It's a progress bar whose completion is controlled from a running CUDA kernel compiled with https://numba.pydata.org.
python kernel_progress.py
- The latest Numba master branch
- A Compute Capability 6.0 or greater CUDA GPU (e.g. GTX 1xxx, RTX 2/3xxx, Pascal / Volta / Turing / Ampere Quadro GPUs).
- Linux (Managed Memory in Numba is experimental on Windows, and this use of it seems to crash it).
- ... Maybe other things I forgot to mention.
A managed array visible to both the host and device holds an integer representing current progress:
progress = cuda.managed_array(1, dtype=np.uint64)
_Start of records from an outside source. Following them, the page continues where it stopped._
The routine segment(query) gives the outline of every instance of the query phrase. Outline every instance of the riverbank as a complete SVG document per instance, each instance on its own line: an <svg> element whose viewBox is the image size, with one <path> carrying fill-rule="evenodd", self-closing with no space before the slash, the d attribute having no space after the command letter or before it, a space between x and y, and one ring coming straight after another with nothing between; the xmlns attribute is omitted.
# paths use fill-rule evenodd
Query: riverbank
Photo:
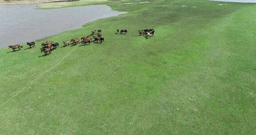
<svg viewBox="0 0 256 135"><path fill-rule="evenodd" d="M85 5L106 1L108 1L108 0L0 0L0 4L29 4L35 3L51 4L52 3L62 3L62 4L65 4L70 2L75 2L77 4L83 3L84 4L84 5Z"/></svg>
<svg viewBox="0 0 256 135"><path fill-rule="evenodd" d="M31 49L25 50L26 45L15 52L0 49L2 133L255 132L255 4L200 0L107 4L128 12L36 41ZM118 28L128 33L116 34ZM146 28L155 30L150 39L139 36L138 30ZM98 29L104 43L61 44ZM49 40L61 48L44 56L40 44Z"/></svg>

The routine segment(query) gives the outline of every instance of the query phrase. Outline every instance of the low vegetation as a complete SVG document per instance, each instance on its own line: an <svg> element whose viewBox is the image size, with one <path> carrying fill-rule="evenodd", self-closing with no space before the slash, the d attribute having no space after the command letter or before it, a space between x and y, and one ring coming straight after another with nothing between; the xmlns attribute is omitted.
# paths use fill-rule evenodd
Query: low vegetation
<svg viewBox="0 0 256 135"><path fill-rule="evenodd" d="M128 12L36 41L31 49L0 49L1 135L256 132L256 4L105 4ZM151 38L138 32L147 28L155 30ZM60 44L100 29L104 44ZM49 40L60 48L45 56L40 44Z"/></svg>

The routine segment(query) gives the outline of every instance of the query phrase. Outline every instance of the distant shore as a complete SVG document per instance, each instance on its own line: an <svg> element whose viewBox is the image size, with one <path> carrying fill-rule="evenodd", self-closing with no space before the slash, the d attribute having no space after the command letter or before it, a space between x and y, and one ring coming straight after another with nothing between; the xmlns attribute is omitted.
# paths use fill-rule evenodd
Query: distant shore
<svg viewBox="0 0 256 135"><path fill-rule="evenodd" d="M78 0L0 0L0 4L34 4L34 3L40 3L75 1Z"/></svg>

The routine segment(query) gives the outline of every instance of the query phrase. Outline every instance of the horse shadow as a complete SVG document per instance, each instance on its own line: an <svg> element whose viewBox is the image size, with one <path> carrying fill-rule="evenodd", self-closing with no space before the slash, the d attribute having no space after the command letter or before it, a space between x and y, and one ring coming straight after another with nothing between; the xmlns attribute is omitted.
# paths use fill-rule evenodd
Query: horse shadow
<svg viewBox="0 0 256 135"><path fill-rule="evenodd" d="M46 55L45 54L43 54L43 55L42 55L42 56L38 56L38 58L40 58L40 57L45 57L45 56L49 56L49 55L48 55L48 54Z"/></svg>
<svg viewBox="0 0 256 135"><path fill-rule="evenodd" d="M64 45L64 46L63 46L61 47L60 47L60 48L65 48L65 47L67 47L67 46L68 46L68 45Z"/></svg>
<svg viewBox="0 0 256 135"><path fill-rule="evenodd" d="M32 48L34 48L34 47L32 48L30 48L30 47L28 47L28 48L26 48L26 49L24 49L24 50L28 50L28 49L32 49Z"/></svg>

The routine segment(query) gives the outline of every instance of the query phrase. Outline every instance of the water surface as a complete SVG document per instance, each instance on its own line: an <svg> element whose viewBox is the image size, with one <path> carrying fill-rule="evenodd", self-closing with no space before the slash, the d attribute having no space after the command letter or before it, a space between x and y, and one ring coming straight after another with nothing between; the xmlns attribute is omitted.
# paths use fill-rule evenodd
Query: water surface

The running kernel increments this in a loop (with some sleeping, so it doesn't run too fast):
for i in range(MAX_VAL):
cuda.atomic.inc(progress, 0, MAX_VAL)
cuda.nanosleep(KERNEL_SLEEP)
Simultaneously, the host reads the progress value and updates the progress bar in a loop:
while val < MAX_VAL:
sleep(0.001)
val = progress[0]
bar.goto(val)
Maybe...
- I have not thought hard about synchronization issues between the host and device,
- I have not tested this extensively,
- YMMV!
Maybe not...
- If you're going to, you should probably read and understand Section M.2.2 of the CUDA Programming Guide, which discusses coherency and concurrency of managed memory.
- You should also examine whether this technique has a performance impact,
- and think about whether breaking a long-running kernel launch into multiple shorter kernels would provide a better way of synchronizing progress with the host.